The tucked-up semstress walks with hasty strides, While streams ran down her oiled umbrella's sides.
Or underneath thè umbrella's oily shed Safe thro' the wet on clinking pattens tread.
as, under Gladstone's umbrella, means dominion, regimen, influence. The allusion is to the umbrella which, as an emblem of sovereignty, is carried over the Sultan of Morocco. In Travels of Ali Bey (Penny Magazine, December, 1835, vol. iv. 480), we are told, “The retinue of the sultan was composed of a troop of from fifteen to twenty men on horseback.

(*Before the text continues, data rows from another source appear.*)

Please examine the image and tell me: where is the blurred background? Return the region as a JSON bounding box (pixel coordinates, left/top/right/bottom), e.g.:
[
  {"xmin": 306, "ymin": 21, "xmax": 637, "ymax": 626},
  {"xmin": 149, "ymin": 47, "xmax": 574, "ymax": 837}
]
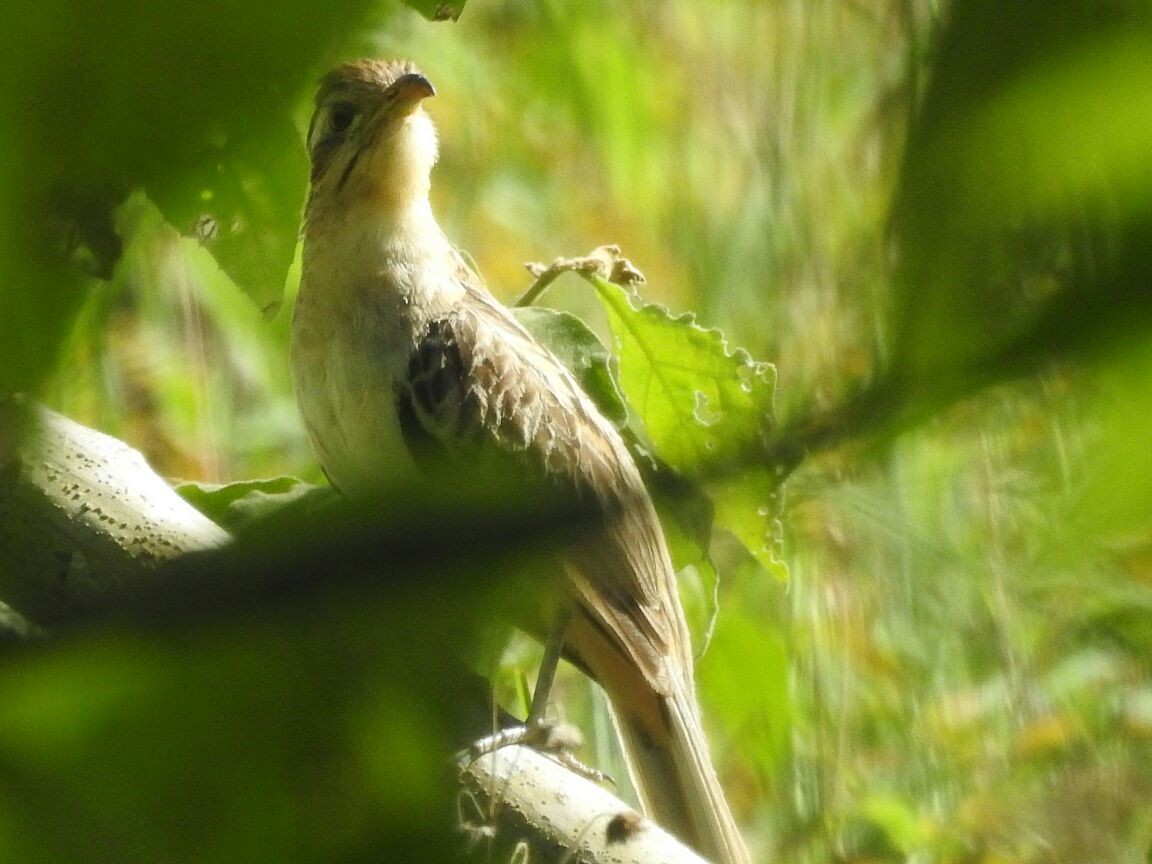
[{"xmin": 0, "ymin": 0, "xmax": 1152, "ymax": 864}]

About 100 steps behind them came the sultan, mounted on a mule, with an officer bearing his umbrella, who rode beside him on a mule. ... Nobody but the sultan himself [not even] his sons and brothers, dares to make use of it.”
“As a direct competitor for the throne- or, strictly speaking, for the shereeflan umbrella- he [Muley Abbas] could scarcely hope to escape.” —Nineteenth Century, August, 1892, p. 314.
In 1874 the sacred umbrella of King Koffee Kalcalli, of the Ashantees, was captured. It was placed in the South Kensington Museum.